Titre : On l’appelait Bebeto
Autrices : Javi Rey
Editions : Dargaud
Date de parution : 23 août 2024
Genre : Récit initiatique
Si on l’appelle Bebeto, ce n’est pas en hommage au célèbre joueur de football brésilien. Bebeto est benêt, avec sa maladresse congénitale et son corps bourrelé. Mais ce qui nuit le plus à son intégration, c’est cette mère insensée qui, nue sur son balcon, s’imagine cantatrice. Le seul pour qui ces incongruités sont moins repoussantes que mystérieuses, c’est Carlos. Entre eux, naît une (presque) belle amitié d’enfance qui durera le temps d’un été.
On l’appelait Bebeto est un récit initiatique dans sa forme la plus commune, à savoir celle qui prend l’été pour témoin du passage à l’âge adulte. C’est un modèle du genre, transpirant d’hormones, qui a notamment inspiré Rohmer, Kechiche, Guadagnino et Ozon. Et pour eux comme pour l’auteur barcelonais Rey, un récit d’initiation n’en est pas un sans première romance. Sans son petit coup de foudre prépubère qui rend bête et invincible. Carlos tombe éperdument amoureux. Et comme pour tous les jeunes adolescents, son idylle est inoubliable et dévastatrice. Carlos est évidemment aussi entouré d’une bande de copains qui se poussent sur la plage, font des courses à vélo et comparent leurs premiers poils de couilles. Mais un jour qu’il leur manque un joueur, et contre l’avis de ses camarades, Carlos propose à un Bebeto hagard sur les gradins, de se joindre à eux.

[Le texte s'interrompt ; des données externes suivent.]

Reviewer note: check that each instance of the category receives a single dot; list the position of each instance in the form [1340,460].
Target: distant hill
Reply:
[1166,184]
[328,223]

Là où le récit initiatique de Rey prend des libertés par rapport au genre, c’est dans la relation qui naît entre Carlos et Bebeto. Carlos et Bebeto sont des personnages construits en miroir. Le premier entretient un rapport expectatif avec le temps qui passe. Il n’attend qu’une chose ; quitter les dalles chaudes du terrain de foot, fief des petits, pour goûter la torpeur alcoolisée des boites de nuit que préfèrent les plus grands. Bebeto est plus âgé et incarne le personnage du Peter Pan qui reste inlassablement vissé aux gradins à regarder le balle passée d’une équipe à l’autre. Carlos est la fougue de l’enfant pressé d’être un adulte libre, tandis que Bebeto est la naïveté et le refus des responsabilités. Une autre relation qui nourrit le récit, et qui évoque également le temps qui passe, est celle qui lie Carlos à sa grand-mère. Carlos se montre embarrassé, quand il n’est pas carrément ingrat, comme on peut l’être à cet âge-là avec nos aînés. Et pourtant, il est aussi admirablement protecteur et bienveillant envers cette grand-mère dont la vue a été rongée par la folie et le corps par le diabète.
Rey propose une imagerie des villes en périphérie de Barcelone. Il y a du soleil bien sûr, mais surtout de l’asphalte. Un couloir de bitume interminable qui s’étend jusqu’à la capitale catalane où les tours de béton ne s’arrêtent pas, mais prennent un peu mieux vie. Que le ciel soit orangé ou bleu azur, les échangeurs et les ponts autoroutiers restent là, régnant sur la ville. Mais c’est l’été et Rey adapte sa palette en conséquence. Les couleurs sont caniculaires. Les personnages se dénudent et profitent des vents côtiers. Et nous, on se laisse glisser dans la torpeur du récit, sans pouvoir en décoller. On se réveille hagard comme après la sieste des heures chaudes, sans plus aucune notion du temps.